What if the firm is an exporter? The whole point of this trade war is to reduce the trade deficit and increase U.S. exports to China. So how does this work for the beef industry? The cattle ranchers and the food processing companies will be happy if we ultimately succeed. But in the short run, they are the ones who got caught in the cross-fire and suffer most. China has issued retaliatory tariff on beef and pork of 25 percent in response. Tyson Foods (TSN) already cut sales forecasts and profit estimates due to foreseeable reduced exports.
But the biggest risk lies somewhere else. After a breakout of mad cow disease in 2003, U.S. beef was banned from the Chinese market and the ban was just lifted in 2017. During the 13 years of U.S. absence from China, South American countries become the largest suppliers to the rapidly growing Chinese market, such as Brazil and Uruguay. With the trade conflict in full swing, the ranchers and beef exporters may lose the growth opportunity in the Chinese market once again while other countries further solidify their market share in China.
Globalized firms will be hit most, but they also have the most flexibility to adjust. For global companies who have a convoluted supply chain over the globe, figuring out the impact of trade war is not easy.
Of course, the global firms are not going to be sitting ducks. They have more capability than domestic firms to adjust to the trade conflict by strategically redesigning the supply chain. For example, Steven Madden Ltd. (SHOO) announced in response to the 10 percent tariff on handbags from China that it will relocate plants to Cambodia. Similarly, Harley-Davidson announced it will move production sites overseas to avoid the high tariff on Chinese steel.

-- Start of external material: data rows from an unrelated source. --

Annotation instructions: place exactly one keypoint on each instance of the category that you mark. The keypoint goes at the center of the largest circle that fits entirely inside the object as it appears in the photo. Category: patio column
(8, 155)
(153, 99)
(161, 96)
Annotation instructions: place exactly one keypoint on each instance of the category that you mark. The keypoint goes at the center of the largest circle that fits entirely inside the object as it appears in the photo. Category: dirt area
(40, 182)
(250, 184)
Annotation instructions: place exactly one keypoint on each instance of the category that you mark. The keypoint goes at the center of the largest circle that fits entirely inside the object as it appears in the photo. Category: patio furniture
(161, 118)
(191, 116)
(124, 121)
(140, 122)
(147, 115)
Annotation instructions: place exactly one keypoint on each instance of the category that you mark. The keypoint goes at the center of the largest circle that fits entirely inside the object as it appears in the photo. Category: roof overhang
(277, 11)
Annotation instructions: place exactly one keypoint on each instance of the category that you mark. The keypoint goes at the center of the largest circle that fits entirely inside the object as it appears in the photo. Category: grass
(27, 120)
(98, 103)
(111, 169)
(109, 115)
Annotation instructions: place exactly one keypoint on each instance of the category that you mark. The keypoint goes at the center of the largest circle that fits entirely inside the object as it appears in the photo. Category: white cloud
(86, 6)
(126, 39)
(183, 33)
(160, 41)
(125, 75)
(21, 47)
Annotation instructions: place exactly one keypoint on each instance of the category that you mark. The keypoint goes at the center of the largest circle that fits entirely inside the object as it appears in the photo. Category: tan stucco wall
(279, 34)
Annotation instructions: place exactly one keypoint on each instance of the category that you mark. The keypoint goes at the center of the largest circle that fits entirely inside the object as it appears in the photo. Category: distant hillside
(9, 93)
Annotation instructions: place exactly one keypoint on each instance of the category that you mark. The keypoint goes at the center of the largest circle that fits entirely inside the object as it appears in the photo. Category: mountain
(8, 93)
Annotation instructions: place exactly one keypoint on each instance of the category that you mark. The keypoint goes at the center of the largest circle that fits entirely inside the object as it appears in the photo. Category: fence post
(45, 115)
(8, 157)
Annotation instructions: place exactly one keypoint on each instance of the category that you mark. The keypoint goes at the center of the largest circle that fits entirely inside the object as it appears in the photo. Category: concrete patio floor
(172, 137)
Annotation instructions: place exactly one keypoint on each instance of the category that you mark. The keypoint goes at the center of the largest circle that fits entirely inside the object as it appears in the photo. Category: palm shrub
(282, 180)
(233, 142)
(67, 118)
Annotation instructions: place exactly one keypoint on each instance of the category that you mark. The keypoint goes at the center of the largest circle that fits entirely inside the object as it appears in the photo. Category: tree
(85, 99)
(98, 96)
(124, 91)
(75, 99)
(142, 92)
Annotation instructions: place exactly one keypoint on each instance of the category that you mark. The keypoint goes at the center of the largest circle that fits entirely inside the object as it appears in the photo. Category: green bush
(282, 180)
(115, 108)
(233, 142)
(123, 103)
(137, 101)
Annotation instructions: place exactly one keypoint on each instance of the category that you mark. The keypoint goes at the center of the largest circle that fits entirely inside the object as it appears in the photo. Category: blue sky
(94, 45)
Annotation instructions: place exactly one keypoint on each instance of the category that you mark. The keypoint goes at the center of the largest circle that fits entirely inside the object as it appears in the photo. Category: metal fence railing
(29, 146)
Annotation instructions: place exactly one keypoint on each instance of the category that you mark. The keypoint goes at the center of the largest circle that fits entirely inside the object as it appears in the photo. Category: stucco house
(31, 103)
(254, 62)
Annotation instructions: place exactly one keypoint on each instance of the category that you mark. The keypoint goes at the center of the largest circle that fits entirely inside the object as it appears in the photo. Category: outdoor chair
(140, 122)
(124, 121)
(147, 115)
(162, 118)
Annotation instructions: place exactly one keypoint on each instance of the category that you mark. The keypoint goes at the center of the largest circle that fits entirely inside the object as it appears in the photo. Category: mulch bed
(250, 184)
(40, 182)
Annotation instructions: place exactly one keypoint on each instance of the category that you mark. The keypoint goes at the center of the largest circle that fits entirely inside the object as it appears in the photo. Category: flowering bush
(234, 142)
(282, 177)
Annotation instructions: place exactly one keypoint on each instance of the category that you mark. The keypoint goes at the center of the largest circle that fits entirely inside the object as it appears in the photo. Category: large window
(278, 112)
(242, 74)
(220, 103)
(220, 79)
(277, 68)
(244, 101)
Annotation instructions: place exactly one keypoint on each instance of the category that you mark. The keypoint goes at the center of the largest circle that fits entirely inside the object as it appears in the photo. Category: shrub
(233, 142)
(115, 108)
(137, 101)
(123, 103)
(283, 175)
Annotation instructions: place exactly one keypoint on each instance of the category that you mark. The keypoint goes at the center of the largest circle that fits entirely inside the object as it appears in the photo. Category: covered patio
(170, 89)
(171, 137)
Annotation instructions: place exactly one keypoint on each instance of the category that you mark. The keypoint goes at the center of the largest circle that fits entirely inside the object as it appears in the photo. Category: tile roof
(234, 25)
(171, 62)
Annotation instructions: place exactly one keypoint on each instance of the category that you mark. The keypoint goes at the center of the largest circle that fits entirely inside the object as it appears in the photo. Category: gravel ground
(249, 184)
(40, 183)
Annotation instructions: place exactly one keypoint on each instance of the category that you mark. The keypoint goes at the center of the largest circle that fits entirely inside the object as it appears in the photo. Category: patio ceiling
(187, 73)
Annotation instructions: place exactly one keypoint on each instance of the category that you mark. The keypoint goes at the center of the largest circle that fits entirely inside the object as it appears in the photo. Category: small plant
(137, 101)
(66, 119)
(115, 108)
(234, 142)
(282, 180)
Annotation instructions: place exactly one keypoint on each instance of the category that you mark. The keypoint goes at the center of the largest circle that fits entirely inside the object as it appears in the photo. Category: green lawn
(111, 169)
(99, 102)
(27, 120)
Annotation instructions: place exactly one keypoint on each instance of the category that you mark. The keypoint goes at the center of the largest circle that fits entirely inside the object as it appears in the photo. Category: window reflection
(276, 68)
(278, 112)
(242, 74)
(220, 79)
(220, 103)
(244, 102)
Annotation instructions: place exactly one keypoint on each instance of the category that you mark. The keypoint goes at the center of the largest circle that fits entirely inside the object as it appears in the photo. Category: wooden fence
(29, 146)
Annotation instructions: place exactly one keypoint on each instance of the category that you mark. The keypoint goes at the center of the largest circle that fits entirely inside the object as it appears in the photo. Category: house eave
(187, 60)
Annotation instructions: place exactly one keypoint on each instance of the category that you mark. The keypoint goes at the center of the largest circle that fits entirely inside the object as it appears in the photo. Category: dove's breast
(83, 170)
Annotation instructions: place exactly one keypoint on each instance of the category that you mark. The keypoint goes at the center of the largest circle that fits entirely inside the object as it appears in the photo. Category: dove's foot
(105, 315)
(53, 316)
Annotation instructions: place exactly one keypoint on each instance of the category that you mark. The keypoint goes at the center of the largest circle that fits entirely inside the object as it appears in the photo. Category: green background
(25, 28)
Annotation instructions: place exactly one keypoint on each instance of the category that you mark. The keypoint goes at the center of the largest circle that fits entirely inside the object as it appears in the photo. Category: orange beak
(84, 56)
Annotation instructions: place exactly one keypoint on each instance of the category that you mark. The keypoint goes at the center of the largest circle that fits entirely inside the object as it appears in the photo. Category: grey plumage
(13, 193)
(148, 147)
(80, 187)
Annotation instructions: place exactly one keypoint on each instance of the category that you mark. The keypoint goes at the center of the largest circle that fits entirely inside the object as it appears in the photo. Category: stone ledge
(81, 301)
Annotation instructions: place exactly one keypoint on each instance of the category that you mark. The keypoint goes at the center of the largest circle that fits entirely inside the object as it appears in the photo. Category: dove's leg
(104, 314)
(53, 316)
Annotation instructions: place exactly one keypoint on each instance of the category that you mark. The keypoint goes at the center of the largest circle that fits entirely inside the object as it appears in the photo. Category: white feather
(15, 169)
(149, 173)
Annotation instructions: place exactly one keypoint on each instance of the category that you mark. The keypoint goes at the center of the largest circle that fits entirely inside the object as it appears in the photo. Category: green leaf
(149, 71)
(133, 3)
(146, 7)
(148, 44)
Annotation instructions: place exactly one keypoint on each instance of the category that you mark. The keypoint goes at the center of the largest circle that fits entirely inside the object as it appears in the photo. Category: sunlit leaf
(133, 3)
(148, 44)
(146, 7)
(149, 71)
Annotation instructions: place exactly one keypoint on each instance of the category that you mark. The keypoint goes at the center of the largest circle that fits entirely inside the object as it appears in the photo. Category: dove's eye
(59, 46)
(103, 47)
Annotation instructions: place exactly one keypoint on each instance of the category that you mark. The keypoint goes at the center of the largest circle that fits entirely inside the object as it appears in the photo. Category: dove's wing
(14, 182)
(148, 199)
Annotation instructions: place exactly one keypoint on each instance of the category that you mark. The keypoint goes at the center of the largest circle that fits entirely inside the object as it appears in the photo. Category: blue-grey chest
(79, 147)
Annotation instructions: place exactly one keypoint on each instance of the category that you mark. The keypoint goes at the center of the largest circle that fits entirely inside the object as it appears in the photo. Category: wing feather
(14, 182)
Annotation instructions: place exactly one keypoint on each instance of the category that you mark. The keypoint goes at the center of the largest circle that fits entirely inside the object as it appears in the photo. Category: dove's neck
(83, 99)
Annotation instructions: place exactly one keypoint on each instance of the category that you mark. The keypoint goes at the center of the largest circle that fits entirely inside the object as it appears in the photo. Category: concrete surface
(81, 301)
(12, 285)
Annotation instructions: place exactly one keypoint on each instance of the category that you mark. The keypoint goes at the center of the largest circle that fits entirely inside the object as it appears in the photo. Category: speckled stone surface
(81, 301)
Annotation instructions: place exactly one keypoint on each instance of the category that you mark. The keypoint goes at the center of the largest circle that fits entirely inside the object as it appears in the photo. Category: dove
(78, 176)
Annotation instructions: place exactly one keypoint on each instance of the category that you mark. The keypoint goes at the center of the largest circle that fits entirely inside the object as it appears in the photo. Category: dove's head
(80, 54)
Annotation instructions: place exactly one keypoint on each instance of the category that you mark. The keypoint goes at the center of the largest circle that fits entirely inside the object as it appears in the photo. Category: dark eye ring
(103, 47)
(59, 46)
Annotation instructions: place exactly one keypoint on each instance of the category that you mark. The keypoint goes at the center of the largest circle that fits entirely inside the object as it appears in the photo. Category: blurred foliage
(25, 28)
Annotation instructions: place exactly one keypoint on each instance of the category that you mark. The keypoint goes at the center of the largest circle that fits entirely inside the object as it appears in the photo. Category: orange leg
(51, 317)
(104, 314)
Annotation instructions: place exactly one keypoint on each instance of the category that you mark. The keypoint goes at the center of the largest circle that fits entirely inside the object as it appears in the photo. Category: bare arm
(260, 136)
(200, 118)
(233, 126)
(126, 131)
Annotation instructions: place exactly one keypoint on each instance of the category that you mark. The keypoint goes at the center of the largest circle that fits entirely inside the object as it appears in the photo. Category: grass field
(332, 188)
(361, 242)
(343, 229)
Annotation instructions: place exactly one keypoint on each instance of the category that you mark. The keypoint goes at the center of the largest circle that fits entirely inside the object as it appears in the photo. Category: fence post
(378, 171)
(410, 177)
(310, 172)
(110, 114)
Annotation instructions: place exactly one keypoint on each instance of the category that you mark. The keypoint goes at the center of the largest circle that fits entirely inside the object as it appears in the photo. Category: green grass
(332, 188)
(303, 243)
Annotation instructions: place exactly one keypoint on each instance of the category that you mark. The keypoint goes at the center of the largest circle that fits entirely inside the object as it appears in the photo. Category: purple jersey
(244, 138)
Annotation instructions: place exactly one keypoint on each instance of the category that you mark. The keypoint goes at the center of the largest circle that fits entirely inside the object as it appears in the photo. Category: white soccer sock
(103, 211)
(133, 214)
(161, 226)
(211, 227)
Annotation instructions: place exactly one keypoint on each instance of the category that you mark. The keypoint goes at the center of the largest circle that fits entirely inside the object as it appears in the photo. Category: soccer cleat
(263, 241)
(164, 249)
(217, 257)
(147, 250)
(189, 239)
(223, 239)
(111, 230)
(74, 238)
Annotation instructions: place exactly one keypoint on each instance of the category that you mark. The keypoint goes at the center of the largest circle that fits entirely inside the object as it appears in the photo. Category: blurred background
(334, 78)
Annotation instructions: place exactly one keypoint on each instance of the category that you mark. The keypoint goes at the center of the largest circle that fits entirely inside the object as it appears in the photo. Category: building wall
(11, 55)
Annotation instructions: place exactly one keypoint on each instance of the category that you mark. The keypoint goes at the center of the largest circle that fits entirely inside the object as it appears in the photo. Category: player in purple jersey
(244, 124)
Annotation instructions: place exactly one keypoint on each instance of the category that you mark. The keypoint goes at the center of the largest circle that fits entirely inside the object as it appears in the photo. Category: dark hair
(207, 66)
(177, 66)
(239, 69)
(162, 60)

Those planning to relocate obviously don't believe the conflict is going to be resolved soon, as relocation is expensive, but cheaper than doing nothing. It involves lumpy capital expenditure and potentially higher labor cost that could hurt the profit margin. If the company increases prices to offset the downward push on bottom line, they may be able to keep their profit margin intact, but the impact on their top line is less promising.
Consumers will find substitutes unless the brand loyalty is high.